Dr. Standifer, a local physician, testified:
"I would not say that to burn a leg would be the proper way to treat infantile paralysis, with any kind of an instrument; I wouldn't think so."
We have made very brief statements from much the doctors said. We have very carefully read all of the evidence in the record and have concluded therefrom that the evidence is sufficient to have required the submission of issues Nos. 1 and 2 to the jury, and to sustain the findings.
There is no reversible error presented in the proposition complaining of the overruling of the exception to certain portions of the petition. The portion of the petition excepted to in effect represents the child as speaking through its next friend, and saying that if she does not know how or why she was injured as she was, nevertheless it was not her business or that of her parents to know, as it was that of the doctor, who should have known and who held himself out as possessing and exercising the knowledge, ability, and skill to examine, treat, and handle her case, and that if he did not possess such knowledge he was grossly negligent in undertaking to treat her, etc.
The contention is made that while the jury found that the treatment was not willful and grossly negligent, the pleading created in the mind of the jury a sympathy for the child and a prejudice against the defendant and caused the finding that defendant was negligent. We cannot say, in view of the evidence, that the finding of the jury on other issues submitted was influenced as claimed. We do not mean to hold that the pleading was objectionable, as that question is not presented, but only that no reversible error is presented.
In his motion, and as ground for a new trial, appellant presented the affidavit of a person 21 years old who had received the diathermic or electrical treatment at San Angelo, Tex., from doctors at that place in 1928; the affidavit stating the purpose of the treatment, the electrical dosage applied, the number of treatments given, the beneficial effects, the length of time the treatments lasted, that the attending physicians did not remain by the machine while the treatment was being given, that the heat from the machine would at times cause a blister on the skin which would heal in a few days with no harmful results, and saying that "in the application of this treatment the electricity will sometimes cause a surface blister but the heat does not penetrate deeper than the skin," and that in the application of such electrical treatment it is not necessary and customary to have an attendant watch the patient at all times as these machines do not cause a serious burn. The affidavit does not show that the affiant was qualified to speak further than some of his observations in his own case. The circumstances of the treatment of the affiant and those of a child less than two years old are so different as to render the affidavit of no practical value.
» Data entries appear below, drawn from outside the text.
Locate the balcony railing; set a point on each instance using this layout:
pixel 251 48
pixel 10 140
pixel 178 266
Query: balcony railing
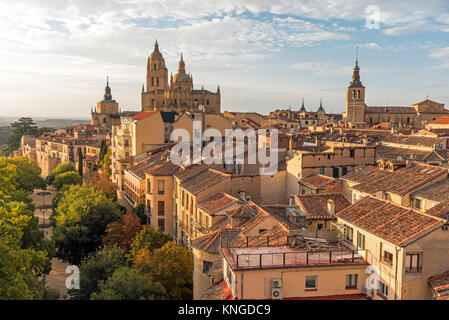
pixel 285 259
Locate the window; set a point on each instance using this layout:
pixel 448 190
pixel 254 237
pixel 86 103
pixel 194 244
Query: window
pixel 160 208
pixel 311 282
pixel 335 173
pixel 360 240
pixel 387 257
pixel 351 281
pixel 383 289
pixel 348 233
pixel 413 262
pixel 161 224
pixel 207 266
pixel 161 187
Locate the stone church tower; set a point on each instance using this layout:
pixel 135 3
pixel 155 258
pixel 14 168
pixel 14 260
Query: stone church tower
pixel 177 94
pixel 355 99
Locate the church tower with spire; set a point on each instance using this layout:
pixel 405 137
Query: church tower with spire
pixel 355 98
pixel 176 93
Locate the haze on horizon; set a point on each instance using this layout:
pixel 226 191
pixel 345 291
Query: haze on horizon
pixel 55 55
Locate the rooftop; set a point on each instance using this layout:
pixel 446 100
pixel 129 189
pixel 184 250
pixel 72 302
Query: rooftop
pixel 401 181
pixel 270 257
pixel 396 224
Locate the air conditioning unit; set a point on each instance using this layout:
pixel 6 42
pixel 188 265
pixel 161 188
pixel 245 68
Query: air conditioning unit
pixel 276 283
pixel 277 293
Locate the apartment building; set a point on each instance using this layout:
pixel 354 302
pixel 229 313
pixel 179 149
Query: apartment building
pixel 404 247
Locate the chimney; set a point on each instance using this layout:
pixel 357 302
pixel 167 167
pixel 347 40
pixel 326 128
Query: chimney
pixel 331 206
pixel 242 195
pixel 291 201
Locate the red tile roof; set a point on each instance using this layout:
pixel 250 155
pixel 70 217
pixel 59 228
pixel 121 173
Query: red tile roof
pixel 143 115
pixel 396 224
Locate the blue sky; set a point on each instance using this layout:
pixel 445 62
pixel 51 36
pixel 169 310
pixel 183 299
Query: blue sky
pixel 55 54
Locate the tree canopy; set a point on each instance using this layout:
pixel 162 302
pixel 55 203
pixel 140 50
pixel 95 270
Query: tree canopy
pixel 81 218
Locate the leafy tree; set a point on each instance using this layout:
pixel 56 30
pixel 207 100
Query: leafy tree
pixel 122 232
pixel 20 269
pixel 149 238
pixel 61 168
pixel 107 164
pixel 24 126
pixel 67 178
pixel 103 151
pixel 139 210
pixel 80 162
pixel 171 266
pixel 28 173
pixel 81 219
pixel 98 266
pixel 128 284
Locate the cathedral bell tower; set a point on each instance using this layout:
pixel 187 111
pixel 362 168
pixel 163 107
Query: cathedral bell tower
pixel 355 98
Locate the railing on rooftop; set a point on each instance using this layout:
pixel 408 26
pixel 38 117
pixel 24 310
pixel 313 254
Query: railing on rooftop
pixel 307 258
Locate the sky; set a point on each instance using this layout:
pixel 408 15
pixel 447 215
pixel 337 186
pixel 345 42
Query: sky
pixel 55 55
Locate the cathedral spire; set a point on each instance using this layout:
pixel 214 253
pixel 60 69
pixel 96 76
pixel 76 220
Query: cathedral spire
pixel 107 90
pixel 356 73
pixel 303 108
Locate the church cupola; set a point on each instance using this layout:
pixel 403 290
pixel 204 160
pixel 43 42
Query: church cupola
pixel 107 91
pixel 303 108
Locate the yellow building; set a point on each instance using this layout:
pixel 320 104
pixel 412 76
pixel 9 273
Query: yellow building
pixel 177 95
pixel 404 247
pixel 359 114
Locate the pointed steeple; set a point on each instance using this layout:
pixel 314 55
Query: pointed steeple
pixel 107 91
pixel 356 73
pixel 181 65
pixel 321 105
pixel 303 108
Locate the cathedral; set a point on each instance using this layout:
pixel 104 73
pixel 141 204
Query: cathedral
pixel 176 94
pixel 358 114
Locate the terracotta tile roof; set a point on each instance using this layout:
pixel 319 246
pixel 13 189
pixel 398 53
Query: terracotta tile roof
pixel 203 180
pixel 422 141
pixel 391 110
pixel 440 120
pixel 217 202
pixel 438 191
pixel 315 206
pixel 144 114
pixel 385 152
pixel 402 181
pixel 214 241
pixel 396 224
pixel 441 210
pixel 440 285
pixel 316 180
pixel 366 173
pixel 167 168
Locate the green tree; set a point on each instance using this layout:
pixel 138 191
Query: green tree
pixel 128 284
pixel 24 126
pixel 98 266
pixel 28 174
pixel 149 238
pixel 172 267
pixel 80 162
pixel 122 232
pixel 61 168
pixel 81 219
pixel 139 210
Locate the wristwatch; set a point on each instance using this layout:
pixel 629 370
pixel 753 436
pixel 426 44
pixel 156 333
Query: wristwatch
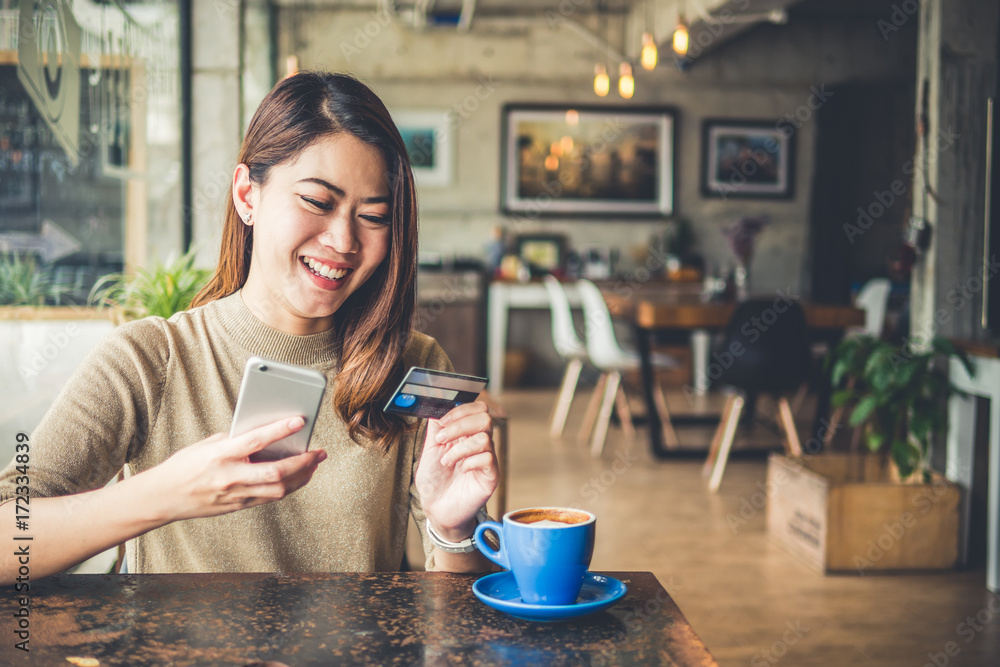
pixel 468 545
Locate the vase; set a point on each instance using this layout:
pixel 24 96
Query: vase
pixel 741 279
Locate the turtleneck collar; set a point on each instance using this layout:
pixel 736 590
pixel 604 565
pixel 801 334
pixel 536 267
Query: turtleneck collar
pixel 260 339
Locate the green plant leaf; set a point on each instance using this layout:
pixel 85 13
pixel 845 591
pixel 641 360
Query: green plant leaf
pixel 164 290
pixel 841 398
pixel 875 439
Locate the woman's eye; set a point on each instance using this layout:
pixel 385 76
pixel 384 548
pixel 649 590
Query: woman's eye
pixel 317 203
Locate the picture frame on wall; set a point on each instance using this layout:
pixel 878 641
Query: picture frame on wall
pixel 747 158
pixel 542 253
pixel 559 160
pixel 429 143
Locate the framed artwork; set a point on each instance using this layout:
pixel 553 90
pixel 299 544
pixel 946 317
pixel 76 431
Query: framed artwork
pixel 428 139
pixel 543 253
pixel 743 158
pixel 587 160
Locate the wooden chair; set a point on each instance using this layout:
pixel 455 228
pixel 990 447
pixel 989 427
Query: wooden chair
pixel 769 351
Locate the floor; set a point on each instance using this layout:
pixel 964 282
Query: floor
pixel 749 601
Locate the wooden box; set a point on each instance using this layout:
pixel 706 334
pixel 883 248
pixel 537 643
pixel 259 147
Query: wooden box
pixel 845 513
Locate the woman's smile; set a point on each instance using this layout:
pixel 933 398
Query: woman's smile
pixel 325 275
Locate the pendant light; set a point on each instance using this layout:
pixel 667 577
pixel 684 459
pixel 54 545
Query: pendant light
pixel 681 36
pixel 649 55
pixel 626 84
pixel 602 83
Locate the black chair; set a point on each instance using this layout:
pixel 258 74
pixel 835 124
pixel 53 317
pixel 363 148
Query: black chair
pixel 765 351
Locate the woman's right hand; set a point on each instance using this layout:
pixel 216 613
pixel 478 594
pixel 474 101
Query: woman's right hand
pixel 215 476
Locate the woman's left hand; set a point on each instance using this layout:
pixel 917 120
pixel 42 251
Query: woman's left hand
pixel 458 469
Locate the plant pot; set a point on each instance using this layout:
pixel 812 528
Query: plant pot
pixel 844 513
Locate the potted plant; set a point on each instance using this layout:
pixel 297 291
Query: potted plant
pixel 885 510
pixel 900 396
pixel 165 289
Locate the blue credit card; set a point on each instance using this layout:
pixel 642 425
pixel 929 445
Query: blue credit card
pixel 430 394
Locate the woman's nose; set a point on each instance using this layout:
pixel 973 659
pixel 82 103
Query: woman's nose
pixel 341 234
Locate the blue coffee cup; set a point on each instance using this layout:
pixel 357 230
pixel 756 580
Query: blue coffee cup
pixel 547 549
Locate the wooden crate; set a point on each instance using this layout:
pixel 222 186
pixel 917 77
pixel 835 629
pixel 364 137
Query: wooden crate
pixel 844 513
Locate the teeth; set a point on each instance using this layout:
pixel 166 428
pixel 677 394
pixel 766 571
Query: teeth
pixel 324 270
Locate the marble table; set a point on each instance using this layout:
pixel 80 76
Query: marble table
pixel 393 618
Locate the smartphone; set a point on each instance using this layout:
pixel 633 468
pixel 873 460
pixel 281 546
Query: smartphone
pixel 272 390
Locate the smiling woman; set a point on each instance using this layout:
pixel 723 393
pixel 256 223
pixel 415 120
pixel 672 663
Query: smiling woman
pixel 317 268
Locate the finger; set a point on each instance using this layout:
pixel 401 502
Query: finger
pixel 476 444
pixel 464 410
pixel 434 427
pixel 469 425
pixel 269 487
pixel 257 439
pixel 273 472
pixel 484 462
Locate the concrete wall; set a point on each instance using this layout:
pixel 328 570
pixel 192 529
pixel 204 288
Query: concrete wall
pixel 771 73
pixel 957 58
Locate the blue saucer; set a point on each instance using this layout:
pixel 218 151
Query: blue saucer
pixel 500 592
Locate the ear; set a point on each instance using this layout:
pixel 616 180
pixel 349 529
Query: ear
pixel 244 193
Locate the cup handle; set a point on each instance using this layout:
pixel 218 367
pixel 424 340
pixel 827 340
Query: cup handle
pixel 496 555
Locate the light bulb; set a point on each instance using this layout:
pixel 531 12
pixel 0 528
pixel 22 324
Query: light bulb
pixel 649 54
pixel 602 84
pixel 680 41
pixel 626 84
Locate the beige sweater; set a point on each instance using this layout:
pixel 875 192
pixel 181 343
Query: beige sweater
pixel 154 386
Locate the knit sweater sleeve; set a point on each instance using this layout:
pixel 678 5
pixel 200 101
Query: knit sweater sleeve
pixel 101 417
pixel 433 357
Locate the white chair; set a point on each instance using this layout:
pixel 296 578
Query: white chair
pixel 607 355
pixel 570 348
pixel 873 299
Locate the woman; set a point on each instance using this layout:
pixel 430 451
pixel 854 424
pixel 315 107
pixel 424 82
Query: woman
pixel 317 268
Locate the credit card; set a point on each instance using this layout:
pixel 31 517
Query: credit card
pixel 430 394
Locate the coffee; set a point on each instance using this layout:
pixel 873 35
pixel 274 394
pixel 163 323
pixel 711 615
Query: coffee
pixel 550 515
pixel 547 549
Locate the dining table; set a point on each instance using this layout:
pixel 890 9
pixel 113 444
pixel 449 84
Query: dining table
pixel 381 618
pixel 653 311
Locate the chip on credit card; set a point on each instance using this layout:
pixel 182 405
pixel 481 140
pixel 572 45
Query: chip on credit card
pixel 430 394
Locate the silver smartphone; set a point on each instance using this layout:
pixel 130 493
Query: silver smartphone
pixel 273 390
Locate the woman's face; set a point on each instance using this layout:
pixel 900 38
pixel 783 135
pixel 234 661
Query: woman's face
pixel 321 226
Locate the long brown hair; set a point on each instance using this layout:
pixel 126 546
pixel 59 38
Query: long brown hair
pixel 373 325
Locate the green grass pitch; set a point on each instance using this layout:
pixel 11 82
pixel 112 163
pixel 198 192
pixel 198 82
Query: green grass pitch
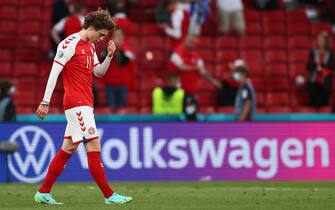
pixel 181 195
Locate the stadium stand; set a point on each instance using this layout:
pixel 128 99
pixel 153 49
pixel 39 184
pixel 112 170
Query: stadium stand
pixel 275 48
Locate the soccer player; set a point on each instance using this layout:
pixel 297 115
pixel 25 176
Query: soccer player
pixel 76 59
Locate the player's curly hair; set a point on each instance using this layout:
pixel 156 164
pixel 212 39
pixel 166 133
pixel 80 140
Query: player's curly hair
pixel 99 19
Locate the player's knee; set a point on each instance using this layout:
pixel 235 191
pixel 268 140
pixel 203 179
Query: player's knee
pixel 70 149
pixel 93 145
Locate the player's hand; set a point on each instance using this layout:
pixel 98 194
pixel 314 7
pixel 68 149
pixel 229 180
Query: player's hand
pixel 42 111
pixel 111 48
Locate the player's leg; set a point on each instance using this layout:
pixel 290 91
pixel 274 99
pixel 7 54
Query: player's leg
pixel 94 161
pixel 55 169
pixel 98 173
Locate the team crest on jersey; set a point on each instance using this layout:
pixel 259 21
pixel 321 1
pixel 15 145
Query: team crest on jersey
pixel 91 130
pixel 60 54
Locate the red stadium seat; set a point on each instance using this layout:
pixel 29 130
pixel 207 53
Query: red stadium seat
pixel 297 16
pixel 227 42
pixel 275 42
pixel 277 84
pixel 8 27
pixel 9 3
pixel 278 99
pixel 250 42
pixel 8 13
pixel 254 60
pixel 145 98
pixel 297 69
pixel 275 56
pixel 275 70
pixel 298 28
pixel 30 13
pixel 274 16
pixel 224 56
pixel 5 55
pixel 205 42
pixel 206 99
pixel 318 27
pixel 298 56
pixel 298 42
pixel 153 42
pixel 6 69
pixel 259 84
pixel 207 56
pixel 26 69
pixel 30 41
pixel 252 16
pixel 274 29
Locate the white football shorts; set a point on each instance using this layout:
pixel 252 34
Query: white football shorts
pixel 80 124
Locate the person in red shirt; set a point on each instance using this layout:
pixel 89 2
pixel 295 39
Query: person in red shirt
pixel 77 60
pixel 179 23
pixel 70 24
pixel 320 70
pixel 186 60
pixel 121 75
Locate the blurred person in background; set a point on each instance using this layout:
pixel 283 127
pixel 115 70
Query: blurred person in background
pixel 267 4
pixel 178 26
pixel 168 99
pixel 320 68
pixel 186 61
pixel 162 14
pixel 121 72
pixel 7 107
pixel 231 15
pixel 227 94
pixel 121 19
pixel 70 24
pixel 191 108
pixel 199 11
pixel 245 102
pixel 112 5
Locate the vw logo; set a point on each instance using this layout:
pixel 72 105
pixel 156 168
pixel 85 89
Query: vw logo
pixel 30 163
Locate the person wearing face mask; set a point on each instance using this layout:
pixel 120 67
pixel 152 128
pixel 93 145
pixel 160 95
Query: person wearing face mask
pixel 186 61
pixel 191 108
pixel 7 107
pixel 245 101
pixel 320 68
pixel 168 99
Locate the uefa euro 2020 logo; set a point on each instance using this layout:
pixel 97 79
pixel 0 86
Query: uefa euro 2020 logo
pixel 30 163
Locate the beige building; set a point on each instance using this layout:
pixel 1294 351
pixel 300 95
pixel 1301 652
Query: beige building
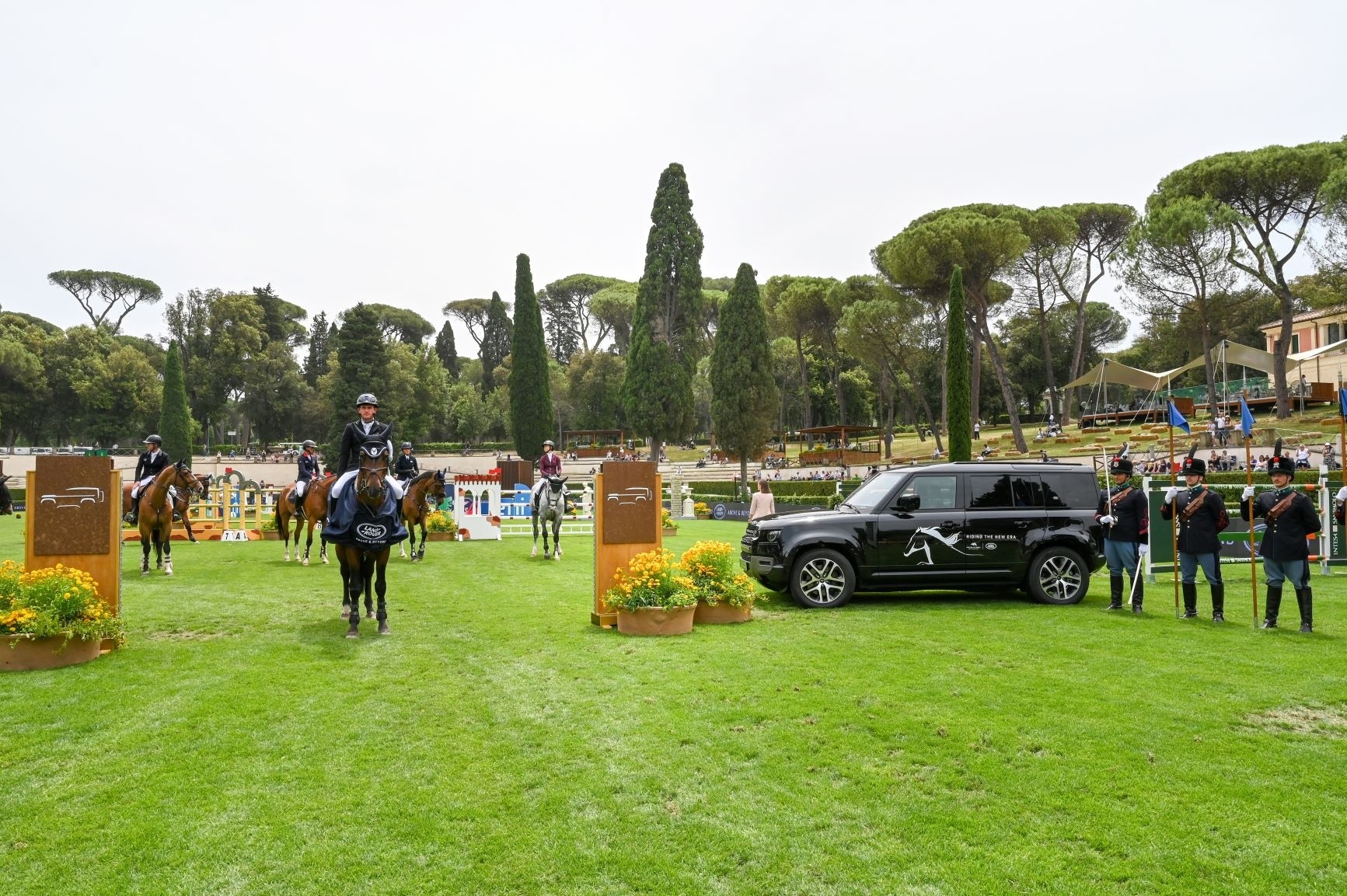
pixel 1319 339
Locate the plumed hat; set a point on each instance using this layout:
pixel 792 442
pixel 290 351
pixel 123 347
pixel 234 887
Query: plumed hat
pixel 1279 464
pixel 1121 462
pixel 1194 465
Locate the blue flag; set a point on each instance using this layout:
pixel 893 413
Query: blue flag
pixel 1178 420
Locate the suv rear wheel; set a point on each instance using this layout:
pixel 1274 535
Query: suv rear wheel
pixel 822 578
pixel 1058 576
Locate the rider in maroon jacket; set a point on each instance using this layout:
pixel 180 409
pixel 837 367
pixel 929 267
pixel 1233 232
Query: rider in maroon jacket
pixel 550 464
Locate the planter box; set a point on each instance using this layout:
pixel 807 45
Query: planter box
pixel 721 615
pixel 20 653
pixel 656 620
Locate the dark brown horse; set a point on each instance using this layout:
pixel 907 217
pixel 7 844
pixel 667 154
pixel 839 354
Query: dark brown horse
pixel 156 514
pixel 361 567
pixel 314 511
pixel 424 493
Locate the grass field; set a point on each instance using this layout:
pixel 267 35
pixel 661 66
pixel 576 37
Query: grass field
pixel 496 741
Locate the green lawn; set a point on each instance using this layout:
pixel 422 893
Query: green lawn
pixel 496 741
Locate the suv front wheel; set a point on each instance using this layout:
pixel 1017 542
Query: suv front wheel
pixel 822 578
pixel 1058 576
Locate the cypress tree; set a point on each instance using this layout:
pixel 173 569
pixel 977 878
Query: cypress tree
pixel 361 365
pixel 174 414
pixel 658 391
pixel 529 383
pixel 958 375
pixel 446 350
pixel 497 334
pixel 742 383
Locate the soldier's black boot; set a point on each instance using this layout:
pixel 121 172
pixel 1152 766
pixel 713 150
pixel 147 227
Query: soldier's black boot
pixel 1115 593
pixel 1273 607
pixel 1190 600
pixel 1306 598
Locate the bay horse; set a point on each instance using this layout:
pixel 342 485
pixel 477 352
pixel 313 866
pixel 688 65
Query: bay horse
pixel 314 511
pixel 361 567
pixel 156 515
pixel 551 511
pixel 424 493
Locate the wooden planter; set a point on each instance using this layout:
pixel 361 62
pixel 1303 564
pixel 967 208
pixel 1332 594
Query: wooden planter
pixel 722 615
pixel 20 653
pixel 656 620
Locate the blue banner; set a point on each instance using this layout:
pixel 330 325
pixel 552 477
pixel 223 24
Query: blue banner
pixel 1178 420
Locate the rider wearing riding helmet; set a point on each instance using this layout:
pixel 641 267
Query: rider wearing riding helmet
pixel 550 464
pixel 151 464
pixel 354 437
pixel 307 472
pixel 407 465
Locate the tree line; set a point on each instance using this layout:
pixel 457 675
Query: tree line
pixel 674 354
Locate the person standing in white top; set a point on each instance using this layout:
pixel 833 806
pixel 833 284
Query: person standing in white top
pixel 762 503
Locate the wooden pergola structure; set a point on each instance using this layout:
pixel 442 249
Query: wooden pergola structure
pixel 862 453
pixel 597 442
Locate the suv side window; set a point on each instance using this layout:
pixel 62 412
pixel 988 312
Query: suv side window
pixel 937 492
pixel 988 492
pixel 1063 490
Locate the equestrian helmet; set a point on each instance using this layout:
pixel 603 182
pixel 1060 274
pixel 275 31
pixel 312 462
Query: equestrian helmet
pixel 1279 464
pixel 1194 466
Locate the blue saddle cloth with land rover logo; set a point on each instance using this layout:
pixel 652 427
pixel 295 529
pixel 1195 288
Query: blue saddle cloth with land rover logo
pixel 352 523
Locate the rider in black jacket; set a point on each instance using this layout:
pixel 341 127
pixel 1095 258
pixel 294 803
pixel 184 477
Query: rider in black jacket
pixel 407 465
pixel 151 464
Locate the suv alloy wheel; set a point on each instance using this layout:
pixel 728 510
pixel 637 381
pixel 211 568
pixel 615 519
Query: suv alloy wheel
pixel 822 578
pixel 1058 576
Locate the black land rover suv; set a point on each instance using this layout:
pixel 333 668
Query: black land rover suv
pixel 975 527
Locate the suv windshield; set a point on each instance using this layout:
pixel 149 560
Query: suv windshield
pixel 871 492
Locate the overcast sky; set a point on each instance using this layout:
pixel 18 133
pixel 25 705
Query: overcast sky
pixel 406 152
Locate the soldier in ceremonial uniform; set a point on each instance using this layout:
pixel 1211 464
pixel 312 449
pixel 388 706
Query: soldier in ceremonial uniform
pixel 151 464
pixel 307 472
pixel 1202 518
pixel 1291 516
pixel 1126 521
pixel 407 465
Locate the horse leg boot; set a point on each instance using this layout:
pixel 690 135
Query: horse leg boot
pixel 1306 600
pixel 1273 607
pixel 1190 600
pixel 1115 593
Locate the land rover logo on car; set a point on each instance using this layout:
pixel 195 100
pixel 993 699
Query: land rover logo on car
pixel 974 526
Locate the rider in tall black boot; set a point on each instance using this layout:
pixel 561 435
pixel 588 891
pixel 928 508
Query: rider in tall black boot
pixel 1291 518
pixel 1125 519
pixel 1200 516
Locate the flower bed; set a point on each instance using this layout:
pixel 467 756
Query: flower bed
pixel 54 605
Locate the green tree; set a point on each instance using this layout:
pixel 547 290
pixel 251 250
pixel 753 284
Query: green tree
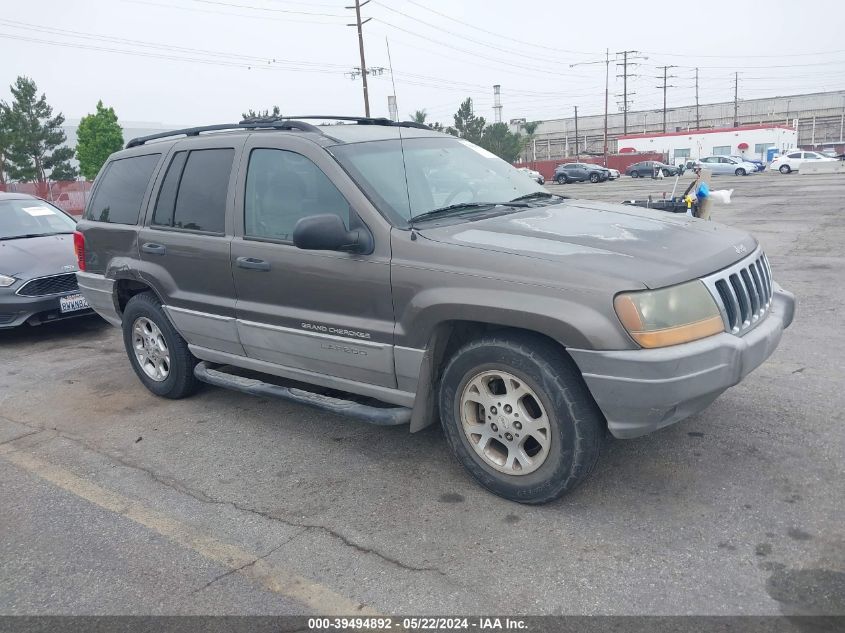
pixel 276 113
pixel 419 116
pixel 467 125
pixel 499 140
pixel 34 145
pixel 98 136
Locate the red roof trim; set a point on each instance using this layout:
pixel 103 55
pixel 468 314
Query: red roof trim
pixel 708 131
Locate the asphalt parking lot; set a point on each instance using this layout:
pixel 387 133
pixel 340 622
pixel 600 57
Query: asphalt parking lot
pixel 114 501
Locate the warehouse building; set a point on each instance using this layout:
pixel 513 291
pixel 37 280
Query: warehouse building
pixel 818 118
pixel 750 141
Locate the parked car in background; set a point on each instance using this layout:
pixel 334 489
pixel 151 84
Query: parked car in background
pixel 759 164
pixel 579 172
pixel 650 168
pixel 37 263
pixel 536 176
pixel 724 165
pixel 792 161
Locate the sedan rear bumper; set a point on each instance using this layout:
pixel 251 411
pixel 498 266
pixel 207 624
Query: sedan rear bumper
pixel 15 310
pixel 640 391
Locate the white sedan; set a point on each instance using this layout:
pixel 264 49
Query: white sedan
pixel 726 165
pixel 792 161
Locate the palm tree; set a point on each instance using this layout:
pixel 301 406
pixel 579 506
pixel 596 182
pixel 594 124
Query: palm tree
pixel 419 116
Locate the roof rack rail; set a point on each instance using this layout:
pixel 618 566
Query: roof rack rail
pixel 361 120
pixel 276 123
pixel 248 124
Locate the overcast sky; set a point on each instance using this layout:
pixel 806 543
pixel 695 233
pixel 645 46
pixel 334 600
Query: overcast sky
pixel 206 61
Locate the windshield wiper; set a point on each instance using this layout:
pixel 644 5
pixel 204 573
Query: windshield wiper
pixel 536 195
pixel 452 208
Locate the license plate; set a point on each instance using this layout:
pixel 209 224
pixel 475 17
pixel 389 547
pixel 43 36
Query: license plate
pixel 72 303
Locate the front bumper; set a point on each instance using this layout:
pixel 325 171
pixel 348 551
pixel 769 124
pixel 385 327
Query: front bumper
pixel 15 310
pixel 640 391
Should it be admitted that the evidence of the witness could be used on another trial, which we do not concede, it would only be cumulative, if not directly in conflict with some of the admissions of Dr. Dunn. Referring to the treatment and what took place in his absence from the room, Dr. Dunn testified:
"I do not take the position that it could have done just as well if I was somewhere else as there present; I do not say that. As to whether there are chances for things like that to happen in my absence if I were to go off and stay long enough, it could."
We do not understand the defense to be that the electrical machine could not under any circumstances or condition produce the condition found on the child, but that such condition was through no lack of skill, care or diligence on his part, and that such condition was occasioned by infection through the fault of the mother in removing the bandage and applying another, and not the burn received in the treatment.
We have found no reversible error, and the case is affirmed.